NATO Secretary General Anders Fogh Rasmussen praised Armenia for extending its military presence in Afghanistan and developing a “strong partnership” with the U.S.-led alliance as he met with the Armenian defense and foreign ministers in Brussels on Tuesday.
Defense Minister Seyran Ohanian and Foreign Minister Edward Nalbandian visited the NATO headquarters in the Belgian capital for an annual meeting with NATO’s executive body, the North Atlantic Council. They also held separate talks with Fogh Rasmussen.
“Both sides stressed their commitment to continue developing a strong partnership,” read a NATO statement on the talks. It said they have already “developed a solid political dialogue and a broad range of civilian and military areas of cooperation.”
That cooperation has significantly increased over the past decade in line with an Individual Partnership Action Plan (IPAP). The repeatedly modified cooperation framework has led to Armenia’s participation in NATO-led multinational missions in Afghanistan and Kosovo and reforms of its armed forces.
According to the Armenian Foreign Ministry, Ohanian briefed the North Atlantic Council comprising ambassadors of NATO’s 28 member states on the status of the ongoing defense reforms. Nalbandian, for his part, spoke about Armenian foreign policy, regional security and the Nagorno-Karabakh conflict, a ministry statement said.

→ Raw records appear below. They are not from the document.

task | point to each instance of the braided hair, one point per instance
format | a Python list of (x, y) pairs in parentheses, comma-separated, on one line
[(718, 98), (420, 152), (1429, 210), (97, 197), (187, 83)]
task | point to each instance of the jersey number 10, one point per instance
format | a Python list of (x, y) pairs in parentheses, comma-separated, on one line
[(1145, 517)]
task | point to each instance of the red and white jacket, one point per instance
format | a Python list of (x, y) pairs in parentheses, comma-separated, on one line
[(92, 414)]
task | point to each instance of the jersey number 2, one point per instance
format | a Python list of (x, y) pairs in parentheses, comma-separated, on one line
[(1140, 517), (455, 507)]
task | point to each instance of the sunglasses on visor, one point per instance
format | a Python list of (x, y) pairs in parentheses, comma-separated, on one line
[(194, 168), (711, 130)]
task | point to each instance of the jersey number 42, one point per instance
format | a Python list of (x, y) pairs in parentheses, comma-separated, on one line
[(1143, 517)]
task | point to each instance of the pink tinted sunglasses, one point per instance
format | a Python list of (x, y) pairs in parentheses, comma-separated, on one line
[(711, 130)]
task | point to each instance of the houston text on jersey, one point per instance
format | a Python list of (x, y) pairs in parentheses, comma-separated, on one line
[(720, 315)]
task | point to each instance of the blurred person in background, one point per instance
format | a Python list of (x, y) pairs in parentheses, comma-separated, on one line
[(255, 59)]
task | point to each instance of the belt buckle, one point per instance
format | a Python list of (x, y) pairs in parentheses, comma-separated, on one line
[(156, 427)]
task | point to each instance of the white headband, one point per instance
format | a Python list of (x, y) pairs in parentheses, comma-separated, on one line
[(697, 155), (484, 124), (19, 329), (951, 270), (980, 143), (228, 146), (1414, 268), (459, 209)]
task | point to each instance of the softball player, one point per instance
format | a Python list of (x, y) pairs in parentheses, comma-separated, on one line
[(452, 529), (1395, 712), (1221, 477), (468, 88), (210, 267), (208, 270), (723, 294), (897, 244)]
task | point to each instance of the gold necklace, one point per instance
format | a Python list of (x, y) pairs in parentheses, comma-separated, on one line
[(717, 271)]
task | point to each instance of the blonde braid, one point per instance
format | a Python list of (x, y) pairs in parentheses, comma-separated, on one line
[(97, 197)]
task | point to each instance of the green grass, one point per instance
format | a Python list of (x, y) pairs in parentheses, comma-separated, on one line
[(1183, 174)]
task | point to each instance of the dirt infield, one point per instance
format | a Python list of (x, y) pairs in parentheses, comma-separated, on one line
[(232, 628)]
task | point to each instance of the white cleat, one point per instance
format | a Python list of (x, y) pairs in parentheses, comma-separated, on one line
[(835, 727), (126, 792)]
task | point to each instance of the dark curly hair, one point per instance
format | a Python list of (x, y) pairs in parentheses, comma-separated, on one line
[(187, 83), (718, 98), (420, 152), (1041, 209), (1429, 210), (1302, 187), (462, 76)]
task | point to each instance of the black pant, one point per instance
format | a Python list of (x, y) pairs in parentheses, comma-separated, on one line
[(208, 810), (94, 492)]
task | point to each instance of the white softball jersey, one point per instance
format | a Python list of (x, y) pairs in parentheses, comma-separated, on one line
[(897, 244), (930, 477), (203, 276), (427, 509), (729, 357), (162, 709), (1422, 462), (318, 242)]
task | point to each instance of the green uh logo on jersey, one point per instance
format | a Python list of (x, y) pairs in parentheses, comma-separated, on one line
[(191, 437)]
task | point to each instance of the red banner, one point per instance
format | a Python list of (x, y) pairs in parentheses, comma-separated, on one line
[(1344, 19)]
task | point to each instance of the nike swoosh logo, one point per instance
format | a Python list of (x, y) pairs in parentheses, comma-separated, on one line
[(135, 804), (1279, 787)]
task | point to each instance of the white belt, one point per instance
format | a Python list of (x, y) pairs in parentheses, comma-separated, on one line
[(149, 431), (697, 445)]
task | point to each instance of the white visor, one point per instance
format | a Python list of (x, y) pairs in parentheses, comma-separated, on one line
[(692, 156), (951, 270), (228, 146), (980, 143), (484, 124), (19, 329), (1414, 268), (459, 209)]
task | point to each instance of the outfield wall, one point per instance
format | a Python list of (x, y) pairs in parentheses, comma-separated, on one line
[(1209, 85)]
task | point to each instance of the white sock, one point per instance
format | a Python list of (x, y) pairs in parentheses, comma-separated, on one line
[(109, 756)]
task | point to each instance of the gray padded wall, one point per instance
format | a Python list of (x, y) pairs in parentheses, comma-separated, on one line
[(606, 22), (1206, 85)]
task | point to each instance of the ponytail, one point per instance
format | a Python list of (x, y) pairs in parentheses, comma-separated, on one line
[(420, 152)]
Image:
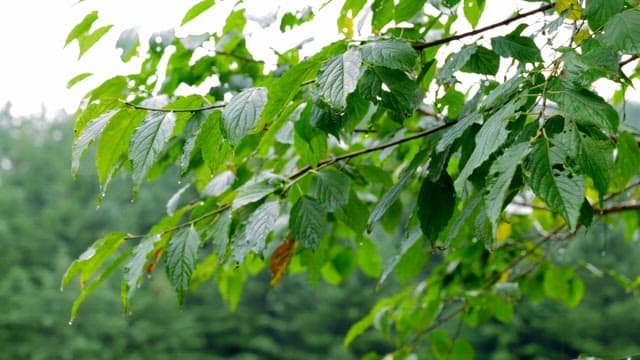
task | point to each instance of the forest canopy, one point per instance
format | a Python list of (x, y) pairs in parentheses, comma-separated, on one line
[(456, 161)]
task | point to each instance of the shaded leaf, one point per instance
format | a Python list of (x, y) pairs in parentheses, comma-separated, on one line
[(128, 42), (181, 258), (90, 133), (393, 54), (134, 268), (148, 141), (251, 193), (257, 227), (243, 113), (436, 203), (500, 177), (622, 31), (338, 78), (554, 183), (76, 79), (196, 10), (307, 222), (332, 188), (582, 105)]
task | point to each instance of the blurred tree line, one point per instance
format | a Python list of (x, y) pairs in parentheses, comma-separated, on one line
[(46, 218)]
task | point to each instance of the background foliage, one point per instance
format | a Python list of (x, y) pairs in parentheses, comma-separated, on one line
[(374, 154)]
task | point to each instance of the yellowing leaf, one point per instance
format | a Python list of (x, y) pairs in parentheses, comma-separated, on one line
[(503, 232), (573, 5), (280, 260)]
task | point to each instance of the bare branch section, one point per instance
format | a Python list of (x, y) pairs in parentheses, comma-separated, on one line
[(148, 108), (354, 154), (425, 45)]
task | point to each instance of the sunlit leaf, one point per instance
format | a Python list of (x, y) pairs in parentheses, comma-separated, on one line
[(243, 113)]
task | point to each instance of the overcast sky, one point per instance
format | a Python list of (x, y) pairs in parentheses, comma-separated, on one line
[(35, 66)]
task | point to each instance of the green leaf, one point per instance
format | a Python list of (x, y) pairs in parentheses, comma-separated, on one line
[(436, 203), (383, 13), (457, 130), (148, 141), (88, 136), (482, 61), (440, 343), (128, 42), (215, 150), (627, 163), (84, 294), (196, 10), (407, 243), (595, 158), (243, 113), (354, 213), (502, 93), (393, 54), (408, 9), (250, 193), (500, 177), (284, 89), (461, 350), (489, 139), (454, 63), (134, 268), (181, 257), (390, 87), (622, 31), (258, 226), (597, 61), (521, 48), (582, 105), (554, 183), (598, 12), (307, 222), (338, 78), (349, 11), (76, 79), (82, 27), (87, 41), (500, 308), (219, 231), (473, 11), (93, 258), (114, 142), (390, 197), (561, 283), (332, 188)]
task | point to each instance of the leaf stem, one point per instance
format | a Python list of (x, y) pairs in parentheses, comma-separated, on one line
[(428, 44), (354, 154), (149, 108)]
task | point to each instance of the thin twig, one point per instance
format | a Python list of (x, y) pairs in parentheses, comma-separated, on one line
[(424, 45), (180, 226), (629, 60), (149, 108), (238, 56), (354, 154)]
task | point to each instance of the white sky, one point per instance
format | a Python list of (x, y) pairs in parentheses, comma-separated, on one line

Nalbandian and Rasmussen announced at the council meeting that the two sides are about to launch a fresh version of the IPAP laying out joint activities for 2014-2017. The NATO chief was also reported to thank Armenia for deciding to keep 120 or so Armenian soldiers in Afghanistan after the official completion of NATO-led combat operations there in December. The Defense Ministry in Yerevan reaffirmed last week that they will join a new NATO mission dubbed Resolute Support.
The talks in Brussels come as a further indication that Armenia, which is a member of the Russian-led Collective Security Treaty Organization (CSTO), has no intention to freeze ties to NATO because of Russia’s standoff with the West over the crisis in Ukraine.
The CSTO’s secretary general, Nikolay Bordyuzha, said late last month that the military alliance of six ex-Soviet states is suspending cooperation with NATO because of the latter’s stance on Ukraine. He accused NATO of “blackmailing” the CSTO member states.
Visiting Yerevan in 2012, Fogh Rasmussen said that Armenia can continue to deepen relations with NATO while maintaining its military alliance with Russia. “There is no contradiction between having good relations with Russia and at the same time having a well-functioning partnership with NATO,” he said at the time.